Container Insights gives you infrastructure and Kubernetes visibility, but it cannot tell you about your application's internal state. Use OpenTelemetry with the Azure Monitor Exporter to ship distributed traces and custom metrics from your code. This bridges the gap between cluster health and user experience.

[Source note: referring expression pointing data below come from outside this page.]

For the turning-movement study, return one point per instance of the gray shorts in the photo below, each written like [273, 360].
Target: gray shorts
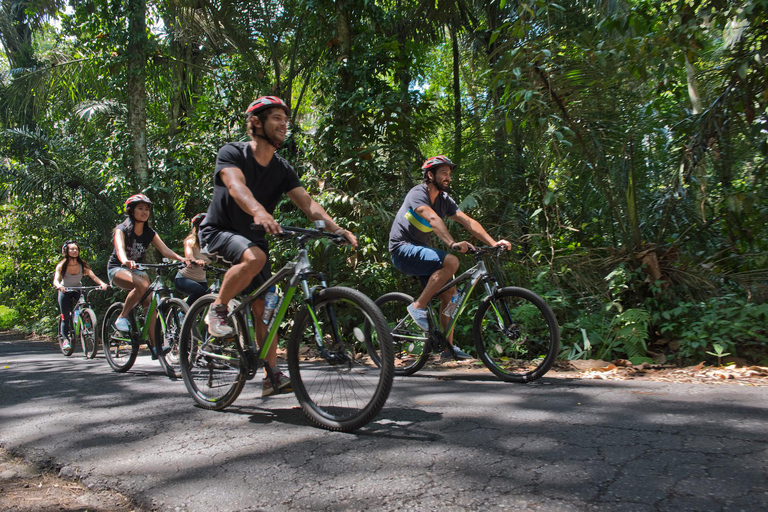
[228, 247]
[114, 270]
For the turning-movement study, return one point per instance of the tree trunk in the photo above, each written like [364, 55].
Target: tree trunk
[456, 97]
[693, 86]
[136, 89]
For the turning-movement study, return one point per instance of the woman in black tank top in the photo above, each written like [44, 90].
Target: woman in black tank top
[69, 271]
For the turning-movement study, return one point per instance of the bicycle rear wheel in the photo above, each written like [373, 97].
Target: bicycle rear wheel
[339, 385]
[411, 343]
[214, 373]
[516, 335]
[88, 334]
[172, 312]
[119, 347]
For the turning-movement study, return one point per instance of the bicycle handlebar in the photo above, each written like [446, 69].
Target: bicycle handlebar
[291, 232]
[479, 251]
[159, 266]
[81, 288]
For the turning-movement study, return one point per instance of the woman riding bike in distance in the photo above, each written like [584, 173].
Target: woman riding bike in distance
[190, 280]
[69, 274]
[131, 240]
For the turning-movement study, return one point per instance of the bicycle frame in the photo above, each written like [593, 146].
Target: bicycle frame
[293, 272]
[296, 273]
[479, 272]
[82, 303]
[157, 286]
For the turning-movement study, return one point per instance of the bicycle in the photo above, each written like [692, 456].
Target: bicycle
[122, 348]
[331, 361]
[82, 324]
[515, 332]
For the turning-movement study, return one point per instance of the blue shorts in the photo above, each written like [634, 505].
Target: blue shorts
[418, 260]
[114, 270]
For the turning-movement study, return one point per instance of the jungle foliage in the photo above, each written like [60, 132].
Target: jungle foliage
[620, 145]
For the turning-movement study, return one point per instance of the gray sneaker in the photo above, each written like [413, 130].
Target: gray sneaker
[454, 353]
[217, 321]
[419, 316]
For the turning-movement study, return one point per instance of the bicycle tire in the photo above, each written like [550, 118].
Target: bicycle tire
[346, 393]
[411, 343]
[173, 311]
[66, 351]
[527, 345]
[119, 348]
[89, 338]
[213, 371]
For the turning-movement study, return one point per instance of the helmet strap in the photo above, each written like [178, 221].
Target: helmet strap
[270, 141]
[262, 118]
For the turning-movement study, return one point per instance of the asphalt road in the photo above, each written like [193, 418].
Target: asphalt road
[444, 441]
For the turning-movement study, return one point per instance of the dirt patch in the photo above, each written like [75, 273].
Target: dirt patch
[624, 370]
[26, 488]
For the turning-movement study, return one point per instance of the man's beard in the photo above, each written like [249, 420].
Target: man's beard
[442, 188]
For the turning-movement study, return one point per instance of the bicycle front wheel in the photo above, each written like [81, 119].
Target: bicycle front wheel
[119, 348]
[213, 370]
[333, 362]
[172, 312]
[516, 335]
[88, 335]
[411, 343]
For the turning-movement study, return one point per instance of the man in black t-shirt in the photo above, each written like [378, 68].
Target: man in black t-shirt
[249, 180]
[422, 213]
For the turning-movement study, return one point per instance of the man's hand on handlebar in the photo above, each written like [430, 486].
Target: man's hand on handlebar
[462, 246]
[267, 222]
[352, 239]
[504, 244]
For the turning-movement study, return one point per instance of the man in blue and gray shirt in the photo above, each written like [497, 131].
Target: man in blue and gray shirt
[422, 213]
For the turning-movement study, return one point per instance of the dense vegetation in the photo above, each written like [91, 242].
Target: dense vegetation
[621, 145]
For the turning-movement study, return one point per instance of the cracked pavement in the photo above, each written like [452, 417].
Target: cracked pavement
[444, 441]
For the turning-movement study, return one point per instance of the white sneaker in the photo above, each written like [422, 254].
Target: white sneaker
[122, 324]
[217, 321]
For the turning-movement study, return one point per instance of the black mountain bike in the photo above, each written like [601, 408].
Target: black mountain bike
[515, 332]
[332, 362]
[121, 348]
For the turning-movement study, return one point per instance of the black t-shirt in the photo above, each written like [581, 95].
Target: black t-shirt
[135, 246]
[267, 184]
[409, 227]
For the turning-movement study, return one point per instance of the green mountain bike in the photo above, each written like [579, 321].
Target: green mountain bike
[515, 332]
[340, 375]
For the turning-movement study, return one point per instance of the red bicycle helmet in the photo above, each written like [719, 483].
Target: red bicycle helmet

Example End-to-End Monitoring Deployment
The following Bicep snippet bundles a baseline: Log Analytics workspace, Container Insights enabled on the AKS cluster, a CPU alert, and an action group. Use it as a starting template for production deployments:
// monitoring.bicep - deploy alongside your AKS cluster
param location string = resourceGroup().location
param aksClusterName string
param logAnalyticsWorkspaceName string = 'aks-monitoring-${aksClusterName}'
param alertEmail string
// Log Analytics workspace
resource law 'Microsoft.OperationalInsights/workspaces@2023-09-01' = {
name: logAnalyticsWorkspaceName
location: location
properties: {
sku: { name: 'PerGB2018' }
retentionInDays: 31
}
}
// Enable Container Insights on AKS
resource aksCluster 'Microsoft.ContainerService/managedClusters@2023-08-01' existing = {
name: aksClusterName
}
resource aksMonitoring 'Microsoft.ContainerService/managedClusters/addonProfiles@2023-08-01' = {
parent: aksCluster
name: 'omsagent'
properties: {
config: {
logAnalyticsWorkspaceResourceID: law.id
}
enabled: true
}
}
// Action group for email notifications
resource actionGroup 'Microsoft.Insights/actionGroups@2023-01-01' = {
name: 'aks-critical-ag'
location: 'global'
properties: {
enabled: true
groupShortName: 'AKSCrit'
emailReceivers: [
{
name: 'oncall'
emailAddress: alertEmail
useCommonAlertSchema: true
}
]
}
}
// Metric alert on average node CPU > 85% for 10 minutes
resource cpuAlert 'Microsoft.Insights/metricAlerts@2023-01-01' = {
name: 'node-cpu-high'
location: 'global'
properties: {
description: 'Alert when average node CPU exceeds 85 percent for 10 minutes'
severity: 2
enabled: true
scopes: [aksCluster.id]
evaluationFrequency: 'PT1M'
windowSize: 'PT10M'
criteria: {
'odata.type': 'Microsoft.Azure.Monitor.MultipleResourceMultipleMetricCriteria'
allOf: [
{
name: 'Metric1'
criterionType: 'StaticThresholdCriterion'
metricName: 'cpuUsagePercentage'
metricNamespace: 'Microsoft.ContainerService/managedClusters'
operator: 'GreaterThan'
threshold: 85
timeAggregation: 'Average'
dimensions: []
}
]
}
actions: [
{
actionGroupId: actionGroup.id
}
]
}
}
Conclusion
Monitoring AKS effectively means weaving together Azure's native observability stack — Container Insights, Log Analytics, metric alerts, and workbooks — with Kubernetes-native tools like Prometheus and Grafana where sub-minute granularity or custom service monitors are required. Start with the built-in views and a small set of high-signal alerts (node capacity, pod restarts, deployment readiness), then iterate as you learn what normal looks like for your workloads. Treat alert rules as code, test them regularly, and route them to the right people with action groups and processing rules. A well-monitored cluster doesn't just help you sleep better — it directly reduces mean time to detect and recover, keeps your autoscaling honest, and gives you the data you need to make confident capacity and architecture decisions.